How Conflict Impacts On Managerial Decision Making
What tactics do managers use when trying to exert influence and power through information and decision making?
- Information Control: information gives power. It is always hard to argue against the facts, even if you consider them to be flawed or even worse, wrong. Managers keep key pieces of critical information to themselves to refute or disregard the opinions and facts of their subordinates, managers who refuse to distribute key pieces of information before a key meeting only to then present this at the meeting, use of the filters of “confidential” or “restricted” files or papers, layers and levels of committees that hide and distort information. All weapons in the conflict war!
- Gatekeepers: specialists who control key information for their own ends. This lends itself very well to self-promotion and developing the importance of the group and the individual. The design and delivery of the “open and shut” proposal, based on details and knowledge that nobody understands, or is familiar with, makes sure that agreement has to follow because we are all deprived of any real sense of what is actually happening. The decision now sits with the Gatekeeper, however much we might not like it!
- Information distortion: the misuse of information control. The perceptual bias that comes with a managerial position bends information to the decisions being made. Engineers will spend huge amounts of time working on a product that is first class in every way, unconcerned by budget overspends because, well, they are just not that interested. The customer only wanted a basic model but the Engineers have crafted a superb component at a massive price tag! Many decisions are just taken on the basis of cost and quality alone – what about other considerations in the mix? Long term benefits, successive product development perhaps, longevity in the market?
- Rules and Regulations: managers and groups who feel that their influence is not all it should be will begin to impose rules and procedural regulations to try to get some of this lost ground back. These may be imposed on individuals, groups or a combination of both – a glut of new Forms to complete, procedures to follow, all based around the concept of drawing attention to themselves and in promoting their particular “brand” or point of view.

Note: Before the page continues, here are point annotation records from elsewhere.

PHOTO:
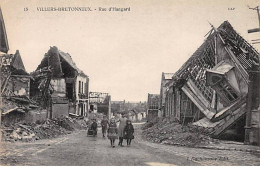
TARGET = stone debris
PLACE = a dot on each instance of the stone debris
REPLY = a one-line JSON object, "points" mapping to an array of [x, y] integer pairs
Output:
{"points": [[161, 131], [48, 129]]}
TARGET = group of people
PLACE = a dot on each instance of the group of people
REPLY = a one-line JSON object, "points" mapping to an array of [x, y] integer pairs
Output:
{"points": [[125, 130]]}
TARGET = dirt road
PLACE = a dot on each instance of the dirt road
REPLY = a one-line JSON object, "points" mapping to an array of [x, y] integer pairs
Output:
{"points": [[78, 149]]}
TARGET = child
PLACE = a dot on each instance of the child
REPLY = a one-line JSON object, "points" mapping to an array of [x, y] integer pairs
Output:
{"points": [[112, 132], [129, 132]]}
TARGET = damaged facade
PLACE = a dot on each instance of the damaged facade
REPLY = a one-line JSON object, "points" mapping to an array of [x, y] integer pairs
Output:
{"points": [[100, 103], [212, 89], [16, 104], [61, 83], [153, 102], [166, 77]]}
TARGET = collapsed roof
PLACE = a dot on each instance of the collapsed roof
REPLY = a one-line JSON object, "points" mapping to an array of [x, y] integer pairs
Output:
{"points": [[61, 63]]}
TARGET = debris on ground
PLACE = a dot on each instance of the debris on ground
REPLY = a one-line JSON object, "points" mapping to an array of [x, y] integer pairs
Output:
{"points": [[50, 128], [161, 131]]}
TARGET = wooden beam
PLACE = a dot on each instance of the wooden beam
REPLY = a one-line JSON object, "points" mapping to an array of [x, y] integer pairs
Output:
{"points": [[229, 120], [197, 102]]}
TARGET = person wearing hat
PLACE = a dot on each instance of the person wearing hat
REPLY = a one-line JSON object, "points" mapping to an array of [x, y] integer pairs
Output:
{"points": [[122, 123], [112, 132], [104, 124], [129, 132], [94, 127]]}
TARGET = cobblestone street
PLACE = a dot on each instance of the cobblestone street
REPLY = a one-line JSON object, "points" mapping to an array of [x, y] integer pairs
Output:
{"points": [[78, 149]]}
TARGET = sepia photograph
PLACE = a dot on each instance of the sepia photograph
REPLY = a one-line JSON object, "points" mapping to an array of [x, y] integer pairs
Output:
{"points": [[129, 83]]}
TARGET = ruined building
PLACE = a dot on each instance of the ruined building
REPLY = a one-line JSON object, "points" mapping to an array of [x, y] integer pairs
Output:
{"points": [[61, 85], [153, 102], [166, 77], [217, 88], [16, 104]]}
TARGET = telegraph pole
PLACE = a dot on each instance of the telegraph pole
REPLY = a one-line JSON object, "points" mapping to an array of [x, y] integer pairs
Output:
{"points": [[1, 104]]}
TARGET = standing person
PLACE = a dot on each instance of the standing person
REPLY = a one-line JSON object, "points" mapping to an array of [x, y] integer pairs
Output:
{"points": [[129, 132], [104, 124], [112, 132], [94, 127], [121, 130]]}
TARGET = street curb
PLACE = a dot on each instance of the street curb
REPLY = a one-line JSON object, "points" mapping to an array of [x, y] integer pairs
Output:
{"points": [[222, 148], [214, 148]]}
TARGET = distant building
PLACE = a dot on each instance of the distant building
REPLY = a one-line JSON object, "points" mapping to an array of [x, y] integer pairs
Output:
{"points": [[99, 103], [166, 77]]}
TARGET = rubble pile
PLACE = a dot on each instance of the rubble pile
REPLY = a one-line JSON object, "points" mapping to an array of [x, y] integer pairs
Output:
{"points": [[175, 134], [48, 129]]}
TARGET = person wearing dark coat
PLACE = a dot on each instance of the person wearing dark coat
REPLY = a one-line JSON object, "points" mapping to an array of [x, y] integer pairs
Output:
{"points": [[112, 132], [122, 123], [94, 127], [104, 124], [129, 132]]}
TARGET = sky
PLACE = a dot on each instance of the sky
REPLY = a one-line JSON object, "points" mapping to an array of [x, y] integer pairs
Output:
{"points": [[123, 53]]}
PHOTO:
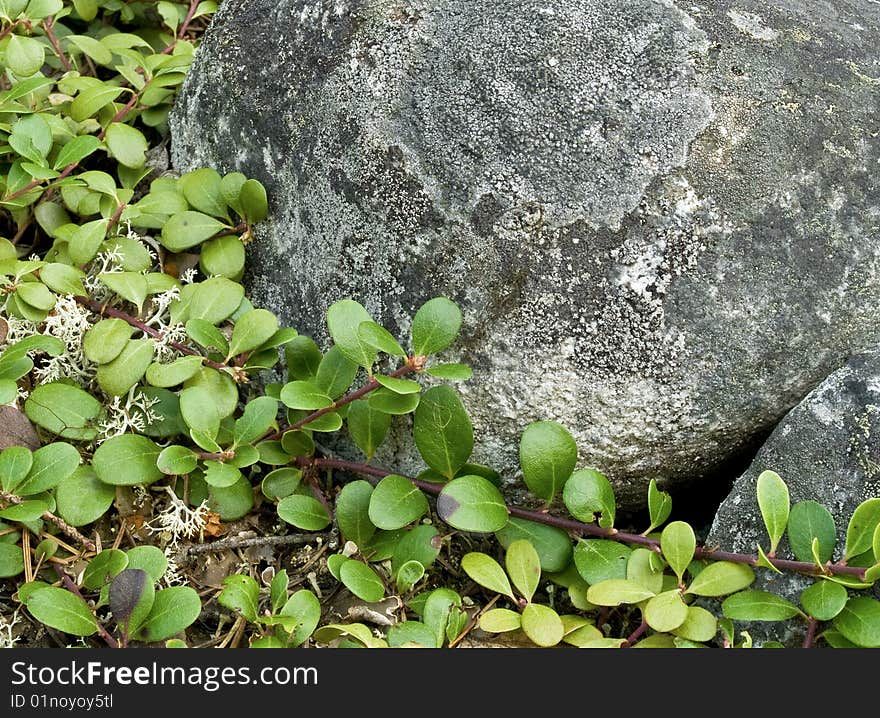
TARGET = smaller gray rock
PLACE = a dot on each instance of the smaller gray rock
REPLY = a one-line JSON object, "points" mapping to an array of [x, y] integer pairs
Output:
{"points": [[826, 449]]}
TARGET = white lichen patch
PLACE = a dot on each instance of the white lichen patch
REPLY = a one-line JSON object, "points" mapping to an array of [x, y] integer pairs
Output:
{"points": [[752, 25]]}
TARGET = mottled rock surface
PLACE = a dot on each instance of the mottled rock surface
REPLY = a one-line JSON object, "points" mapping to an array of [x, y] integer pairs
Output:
{"points": [[826, 449], [660, 219]]}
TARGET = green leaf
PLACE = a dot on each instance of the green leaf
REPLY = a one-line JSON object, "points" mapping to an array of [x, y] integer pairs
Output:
{"points": [[646, 568], [552, 544], [395, 503], [103, 567], [678, 544], [824, 600], [859, 622], [202, 189], [86, 9], [442, 430], [500, 620], [659, 506], [76, 150], [131, 286], [773, 500], [91, 47], [721, 578], [105, 340], [304, 512], [177, 460], [487, 572], [86, 240], [199, 410], [173, 373], [379, 338], [127, 145], [617, 591], [343, 319], [278, 590], [62, 278], [174, 609], [252, 198], [666, 611], [185, 230], [305, 607], [588, 492], [281, 482], [36, 295], [64, 410], [442, 614], [82, 497], [51, 464], [860, 530], [11, 561], [303, 357], [524, 567], [61, 610], [92, 99], [41, 9], [207, 335], [240, 593], [471, 503], [258, 417], [15, 463], [250, 331], [435, 326], [765, 562], [542, 625], [367, 426], [221, 475], [699, 625], [809, 520], [8, 391], [362, 581], [757, 605], [547, 454], [222, 390], [450, 372], [223, 257], [392, 403], [352, 512], [600, 559], [304, 395], [116, 377], [24, 55], [408, 575], [411, 633], [127, 460]]}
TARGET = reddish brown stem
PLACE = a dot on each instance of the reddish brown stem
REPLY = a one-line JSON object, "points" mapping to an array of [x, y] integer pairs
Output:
{"points": [[11, 498], [635, 635], [6, 30], [108, 311], [74, 589], [408, 368], [810, 636], [582, 529]]}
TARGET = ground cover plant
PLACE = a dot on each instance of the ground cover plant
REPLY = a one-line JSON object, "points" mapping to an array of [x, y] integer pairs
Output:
{"points": [[165, 476]]}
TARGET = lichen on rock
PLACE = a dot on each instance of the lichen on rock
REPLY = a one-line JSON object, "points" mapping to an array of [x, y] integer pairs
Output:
{"points": [[659, 220]]}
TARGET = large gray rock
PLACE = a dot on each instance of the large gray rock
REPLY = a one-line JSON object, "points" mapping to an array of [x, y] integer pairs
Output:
{"points": [[660, 219], [826, 449]]}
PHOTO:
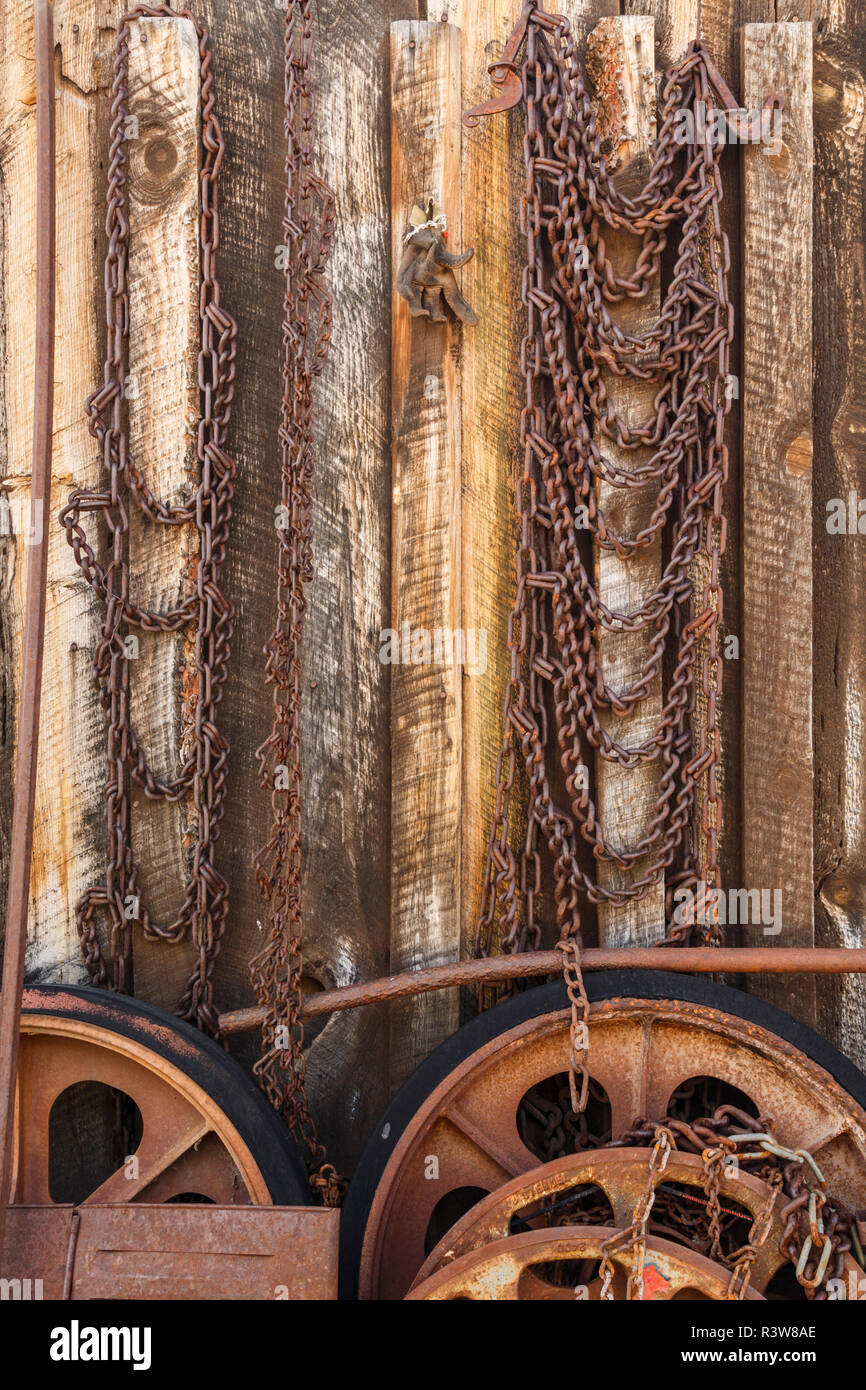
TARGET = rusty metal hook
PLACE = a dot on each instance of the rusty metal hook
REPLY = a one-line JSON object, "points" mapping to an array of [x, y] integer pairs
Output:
{"points": [[503, 74]]}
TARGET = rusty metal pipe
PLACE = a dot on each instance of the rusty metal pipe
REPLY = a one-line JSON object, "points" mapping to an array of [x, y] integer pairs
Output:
{"points": [[27, 747], [680, 959]]}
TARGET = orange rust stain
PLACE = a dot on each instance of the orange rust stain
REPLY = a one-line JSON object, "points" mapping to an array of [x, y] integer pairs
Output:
{"points": [[605, 72]]}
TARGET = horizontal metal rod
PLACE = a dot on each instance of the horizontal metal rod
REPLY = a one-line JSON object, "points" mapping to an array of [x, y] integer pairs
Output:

- Networks; a way of getting around the nightmare of rules and regulations is to establish a network of informal, under-the-wire relationships with key allies that can then offer a way around the bureaucracy. This can be on a purely operational level but can and does include having friends in “high places” that can cut through the red tape and make things actually happen, perhaps in the way they really should be happening!
- Setting up a Clique: a collection of networks involving a number of individuals forming a powerful group that seeks to undermine the established procedural mess. The danger here however is that these informal groupings can take on a very territorial role and actually seriously damage the wider organisation in a way the members never actually saw coming.
- Informal alliances against a common enemy: very common in times of extreme duress and strife. Company take-over anyone?
- Control of rewards: line managers will rebel against staff tactics by refusing to promote staff experts or by rejecting their proposals. The power from those above in the organisational hierarchy is always far greater than those from a peer/staff line hence muscles are flexed and decisions made.
Always look beyond the immediate decision being made or the means by which it has been communicated – this will show you how and where the overlap between Information, Decision Making and Conflict sits.